I read an article in Forbes by Caroline Castrillon entitled This Is The Secret Ingredient For Small Business Success that discusses the nature of confidence. I stole their APA Dictionary of Psychology of underconfidence as, “a cognitive bias characterized by an underestimation of one’s ability to perform a task successfully or by an underrating of one’s performance relative to that of others.” (Its a very informative article so I suggest you read it.)
What we find is that underconfidence, just like overconfidence can impact our decisions and in turn our outcomes. They may often seem subtle but add up in profound ways over the many series of choices we must make. While underconfidence leads to certain outcomes we can sometimes overcome those difficulties as we weigh and balance options.

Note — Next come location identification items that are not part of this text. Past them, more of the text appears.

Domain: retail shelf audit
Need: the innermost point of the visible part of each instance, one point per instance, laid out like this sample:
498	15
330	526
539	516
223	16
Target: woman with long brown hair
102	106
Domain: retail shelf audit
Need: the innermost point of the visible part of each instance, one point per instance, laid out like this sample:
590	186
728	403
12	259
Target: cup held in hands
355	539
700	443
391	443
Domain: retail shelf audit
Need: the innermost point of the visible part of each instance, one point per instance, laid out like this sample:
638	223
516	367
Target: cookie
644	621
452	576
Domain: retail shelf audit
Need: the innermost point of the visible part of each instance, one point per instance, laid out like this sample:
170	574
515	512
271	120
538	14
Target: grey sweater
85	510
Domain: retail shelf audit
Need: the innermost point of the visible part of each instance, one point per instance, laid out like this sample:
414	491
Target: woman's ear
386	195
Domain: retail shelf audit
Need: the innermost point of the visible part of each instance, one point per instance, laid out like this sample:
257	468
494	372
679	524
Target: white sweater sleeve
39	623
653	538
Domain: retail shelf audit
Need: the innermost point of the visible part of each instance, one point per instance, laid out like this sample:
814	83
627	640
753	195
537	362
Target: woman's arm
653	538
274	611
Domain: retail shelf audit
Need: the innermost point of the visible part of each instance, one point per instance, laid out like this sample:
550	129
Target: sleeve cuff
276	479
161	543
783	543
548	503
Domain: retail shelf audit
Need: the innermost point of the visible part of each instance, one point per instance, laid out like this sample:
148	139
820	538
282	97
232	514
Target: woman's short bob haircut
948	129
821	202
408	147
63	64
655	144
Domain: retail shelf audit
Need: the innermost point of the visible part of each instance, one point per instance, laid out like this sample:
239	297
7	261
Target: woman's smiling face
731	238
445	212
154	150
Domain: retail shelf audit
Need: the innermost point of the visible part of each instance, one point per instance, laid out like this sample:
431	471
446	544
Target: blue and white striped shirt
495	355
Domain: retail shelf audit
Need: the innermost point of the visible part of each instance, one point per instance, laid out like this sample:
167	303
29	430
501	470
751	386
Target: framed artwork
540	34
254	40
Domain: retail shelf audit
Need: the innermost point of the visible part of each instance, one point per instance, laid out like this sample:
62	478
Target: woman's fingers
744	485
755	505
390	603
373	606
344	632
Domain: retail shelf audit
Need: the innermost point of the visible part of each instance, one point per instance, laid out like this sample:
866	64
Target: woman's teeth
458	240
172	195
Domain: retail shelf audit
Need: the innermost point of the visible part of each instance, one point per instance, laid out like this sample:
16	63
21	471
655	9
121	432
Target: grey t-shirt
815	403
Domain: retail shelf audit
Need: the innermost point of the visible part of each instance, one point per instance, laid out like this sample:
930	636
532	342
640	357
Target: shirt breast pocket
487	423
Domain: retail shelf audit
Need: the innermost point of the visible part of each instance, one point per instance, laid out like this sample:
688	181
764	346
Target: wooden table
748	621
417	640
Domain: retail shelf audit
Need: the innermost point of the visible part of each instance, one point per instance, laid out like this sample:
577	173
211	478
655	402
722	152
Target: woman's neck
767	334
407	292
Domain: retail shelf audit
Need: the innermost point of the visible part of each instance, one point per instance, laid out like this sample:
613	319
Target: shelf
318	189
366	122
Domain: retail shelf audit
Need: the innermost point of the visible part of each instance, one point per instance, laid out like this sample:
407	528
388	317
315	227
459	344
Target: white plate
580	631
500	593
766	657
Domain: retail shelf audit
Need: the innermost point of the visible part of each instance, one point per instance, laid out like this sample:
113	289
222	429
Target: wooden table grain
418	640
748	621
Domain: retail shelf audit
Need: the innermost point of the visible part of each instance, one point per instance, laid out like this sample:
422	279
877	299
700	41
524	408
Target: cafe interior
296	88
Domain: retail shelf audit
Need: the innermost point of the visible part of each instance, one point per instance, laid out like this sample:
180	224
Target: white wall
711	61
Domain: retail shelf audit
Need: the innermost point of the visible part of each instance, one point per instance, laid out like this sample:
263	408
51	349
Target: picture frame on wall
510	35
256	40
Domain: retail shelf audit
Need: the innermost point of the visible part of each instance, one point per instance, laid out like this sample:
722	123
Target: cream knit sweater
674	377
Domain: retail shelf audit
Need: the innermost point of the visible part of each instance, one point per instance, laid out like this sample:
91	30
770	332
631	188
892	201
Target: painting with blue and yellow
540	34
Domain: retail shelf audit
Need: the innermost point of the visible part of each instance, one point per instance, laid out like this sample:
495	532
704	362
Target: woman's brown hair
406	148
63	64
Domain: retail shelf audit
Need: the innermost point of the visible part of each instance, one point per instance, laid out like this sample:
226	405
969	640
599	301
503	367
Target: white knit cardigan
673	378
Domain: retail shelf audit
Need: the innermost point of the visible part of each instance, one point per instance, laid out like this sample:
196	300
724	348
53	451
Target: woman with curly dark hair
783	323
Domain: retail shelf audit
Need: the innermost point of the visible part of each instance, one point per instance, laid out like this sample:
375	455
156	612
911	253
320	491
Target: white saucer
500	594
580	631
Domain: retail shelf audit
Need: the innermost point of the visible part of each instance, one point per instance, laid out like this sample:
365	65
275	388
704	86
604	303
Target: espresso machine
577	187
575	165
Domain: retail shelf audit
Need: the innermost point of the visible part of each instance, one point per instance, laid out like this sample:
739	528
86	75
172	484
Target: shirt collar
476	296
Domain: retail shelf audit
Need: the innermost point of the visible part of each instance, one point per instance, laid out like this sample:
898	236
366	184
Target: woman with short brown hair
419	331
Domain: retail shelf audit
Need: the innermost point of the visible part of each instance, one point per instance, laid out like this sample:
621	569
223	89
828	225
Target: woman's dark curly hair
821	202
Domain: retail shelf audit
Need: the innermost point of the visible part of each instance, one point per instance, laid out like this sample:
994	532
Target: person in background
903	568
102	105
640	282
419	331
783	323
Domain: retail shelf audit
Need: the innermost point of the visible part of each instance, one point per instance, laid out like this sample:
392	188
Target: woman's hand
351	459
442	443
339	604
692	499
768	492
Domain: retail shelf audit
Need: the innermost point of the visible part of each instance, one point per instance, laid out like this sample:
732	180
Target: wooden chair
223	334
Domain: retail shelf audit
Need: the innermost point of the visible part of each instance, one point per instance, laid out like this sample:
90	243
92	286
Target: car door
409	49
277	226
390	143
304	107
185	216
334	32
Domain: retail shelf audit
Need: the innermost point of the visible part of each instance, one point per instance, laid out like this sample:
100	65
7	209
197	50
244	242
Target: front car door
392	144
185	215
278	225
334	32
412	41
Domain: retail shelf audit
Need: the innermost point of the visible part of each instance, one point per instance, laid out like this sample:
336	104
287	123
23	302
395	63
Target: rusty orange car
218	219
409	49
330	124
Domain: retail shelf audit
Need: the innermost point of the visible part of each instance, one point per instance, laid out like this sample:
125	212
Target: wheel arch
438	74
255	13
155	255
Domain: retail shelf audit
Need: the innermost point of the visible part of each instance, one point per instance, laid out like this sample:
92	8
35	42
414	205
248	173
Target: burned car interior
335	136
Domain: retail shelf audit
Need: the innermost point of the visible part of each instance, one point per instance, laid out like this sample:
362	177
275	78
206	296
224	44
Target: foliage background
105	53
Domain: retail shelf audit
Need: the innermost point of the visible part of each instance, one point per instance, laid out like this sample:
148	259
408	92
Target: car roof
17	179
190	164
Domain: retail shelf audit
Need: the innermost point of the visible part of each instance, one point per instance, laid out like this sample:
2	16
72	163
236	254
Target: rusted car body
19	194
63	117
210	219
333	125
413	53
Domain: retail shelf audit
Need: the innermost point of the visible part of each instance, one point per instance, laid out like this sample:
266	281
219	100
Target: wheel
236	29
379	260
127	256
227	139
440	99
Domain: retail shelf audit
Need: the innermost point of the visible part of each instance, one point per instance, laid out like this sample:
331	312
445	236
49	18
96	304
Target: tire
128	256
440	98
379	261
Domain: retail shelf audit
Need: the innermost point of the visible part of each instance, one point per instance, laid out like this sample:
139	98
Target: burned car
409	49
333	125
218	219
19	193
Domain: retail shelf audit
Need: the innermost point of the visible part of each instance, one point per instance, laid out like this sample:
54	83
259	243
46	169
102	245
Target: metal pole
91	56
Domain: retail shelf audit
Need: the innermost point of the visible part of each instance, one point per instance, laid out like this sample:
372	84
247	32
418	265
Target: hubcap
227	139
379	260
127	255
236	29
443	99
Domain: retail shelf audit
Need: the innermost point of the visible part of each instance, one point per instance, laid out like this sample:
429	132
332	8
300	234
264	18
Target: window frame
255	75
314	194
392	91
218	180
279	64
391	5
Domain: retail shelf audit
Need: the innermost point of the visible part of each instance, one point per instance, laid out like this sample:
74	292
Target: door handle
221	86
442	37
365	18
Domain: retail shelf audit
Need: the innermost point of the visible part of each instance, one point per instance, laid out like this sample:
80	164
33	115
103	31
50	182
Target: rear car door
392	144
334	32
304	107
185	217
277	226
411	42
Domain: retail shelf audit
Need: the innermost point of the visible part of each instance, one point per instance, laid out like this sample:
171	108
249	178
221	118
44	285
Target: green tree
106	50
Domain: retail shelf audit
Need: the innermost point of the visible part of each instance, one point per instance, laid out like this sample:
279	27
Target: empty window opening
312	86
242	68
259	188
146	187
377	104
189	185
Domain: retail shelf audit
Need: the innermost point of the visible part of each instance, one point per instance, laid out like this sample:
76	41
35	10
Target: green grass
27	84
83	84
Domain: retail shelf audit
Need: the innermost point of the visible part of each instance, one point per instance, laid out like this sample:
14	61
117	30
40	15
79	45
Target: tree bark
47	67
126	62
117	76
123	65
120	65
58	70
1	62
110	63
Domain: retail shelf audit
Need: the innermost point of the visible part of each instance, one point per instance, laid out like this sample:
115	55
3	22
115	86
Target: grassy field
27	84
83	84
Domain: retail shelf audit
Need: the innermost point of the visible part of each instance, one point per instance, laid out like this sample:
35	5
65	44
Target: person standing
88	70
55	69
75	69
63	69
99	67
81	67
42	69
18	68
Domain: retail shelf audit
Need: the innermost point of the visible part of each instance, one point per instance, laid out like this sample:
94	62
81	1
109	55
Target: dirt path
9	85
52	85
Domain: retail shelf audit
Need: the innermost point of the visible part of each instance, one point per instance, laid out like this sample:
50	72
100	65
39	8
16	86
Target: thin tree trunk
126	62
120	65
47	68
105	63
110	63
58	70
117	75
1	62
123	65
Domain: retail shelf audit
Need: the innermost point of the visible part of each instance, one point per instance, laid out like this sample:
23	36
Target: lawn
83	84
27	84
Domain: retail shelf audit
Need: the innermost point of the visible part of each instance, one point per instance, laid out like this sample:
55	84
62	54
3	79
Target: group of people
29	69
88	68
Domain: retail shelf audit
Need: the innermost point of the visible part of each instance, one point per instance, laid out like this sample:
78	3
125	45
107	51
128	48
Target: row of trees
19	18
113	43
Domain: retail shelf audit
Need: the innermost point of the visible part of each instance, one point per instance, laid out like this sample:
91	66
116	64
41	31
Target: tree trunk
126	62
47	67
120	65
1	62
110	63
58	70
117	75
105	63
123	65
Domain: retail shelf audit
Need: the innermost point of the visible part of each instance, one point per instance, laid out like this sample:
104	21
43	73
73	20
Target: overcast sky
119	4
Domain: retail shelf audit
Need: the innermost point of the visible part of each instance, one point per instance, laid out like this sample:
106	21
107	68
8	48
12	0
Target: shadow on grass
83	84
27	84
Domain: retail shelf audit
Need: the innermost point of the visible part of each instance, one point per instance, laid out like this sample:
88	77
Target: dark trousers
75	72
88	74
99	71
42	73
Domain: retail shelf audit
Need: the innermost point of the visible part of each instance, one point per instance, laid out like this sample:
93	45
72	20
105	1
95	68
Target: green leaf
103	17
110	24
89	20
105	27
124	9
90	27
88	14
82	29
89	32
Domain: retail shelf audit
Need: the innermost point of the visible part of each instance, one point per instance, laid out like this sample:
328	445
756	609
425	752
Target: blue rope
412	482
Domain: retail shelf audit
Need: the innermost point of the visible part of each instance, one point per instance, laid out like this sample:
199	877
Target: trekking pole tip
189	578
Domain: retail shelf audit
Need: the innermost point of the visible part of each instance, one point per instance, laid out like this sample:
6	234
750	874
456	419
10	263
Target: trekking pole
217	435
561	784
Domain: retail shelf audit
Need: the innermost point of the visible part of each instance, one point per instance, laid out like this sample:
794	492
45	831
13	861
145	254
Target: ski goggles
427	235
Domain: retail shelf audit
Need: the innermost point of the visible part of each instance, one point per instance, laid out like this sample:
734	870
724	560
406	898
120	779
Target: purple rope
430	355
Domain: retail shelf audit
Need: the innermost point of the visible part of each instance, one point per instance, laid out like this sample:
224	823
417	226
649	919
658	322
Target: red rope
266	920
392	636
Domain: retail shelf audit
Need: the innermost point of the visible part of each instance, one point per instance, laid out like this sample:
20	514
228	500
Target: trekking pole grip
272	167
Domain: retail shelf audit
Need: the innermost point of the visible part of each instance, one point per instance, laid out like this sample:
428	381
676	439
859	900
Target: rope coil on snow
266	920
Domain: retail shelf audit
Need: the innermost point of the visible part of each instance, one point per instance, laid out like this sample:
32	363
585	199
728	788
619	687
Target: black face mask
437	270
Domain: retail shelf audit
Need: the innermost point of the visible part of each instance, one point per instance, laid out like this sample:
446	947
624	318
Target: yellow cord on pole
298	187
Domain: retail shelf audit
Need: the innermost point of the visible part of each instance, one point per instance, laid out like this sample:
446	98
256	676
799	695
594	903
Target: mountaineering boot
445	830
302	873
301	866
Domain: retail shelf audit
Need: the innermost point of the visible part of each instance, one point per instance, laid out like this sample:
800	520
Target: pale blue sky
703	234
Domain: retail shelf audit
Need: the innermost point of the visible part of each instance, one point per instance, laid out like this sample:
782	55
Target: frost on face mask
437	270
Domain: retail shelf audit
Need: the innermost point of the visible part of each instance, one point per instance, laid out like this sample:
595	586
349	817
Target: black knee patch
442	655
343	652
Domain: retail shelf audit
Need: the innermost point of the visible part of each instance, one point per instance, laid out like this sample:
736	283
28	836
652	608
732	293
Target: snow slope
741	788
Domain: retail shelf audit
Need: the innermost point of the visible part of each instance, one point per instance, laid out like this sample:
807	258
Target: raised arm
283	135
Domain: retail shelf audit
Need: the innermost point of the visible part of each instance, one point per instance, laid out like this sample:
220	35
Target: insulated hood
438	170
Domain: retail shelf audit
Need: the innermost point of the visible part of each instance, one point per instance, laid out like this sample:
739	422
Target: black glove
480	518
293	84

Consider the following...
1.) Look for information before making major decisions.
2.) Listen to your inner self and match that with logical analysis.
3.) Be open to different possibilities and outcomes.
4.) Stay in touch with industry changes and pay attention to what others are doing.
5. Bounce ideas off of others (Get a consultant if you don't have someone to bounce)
6. Recognize that business is a process and failures often lead to success. Just keep working on it!
Escanaba Polo Mallet Co. started as a hobby and slowly has continued to grow and enhance its abilities. This was not a business that one needed to live off of and thus it was possible to take the time to build and enhance it. It is just in the launching start-up stage but has a fairly solid grasp of its processes, method and future options. Each problem was an opportunity to learn and share and not an insurmountable obstacle.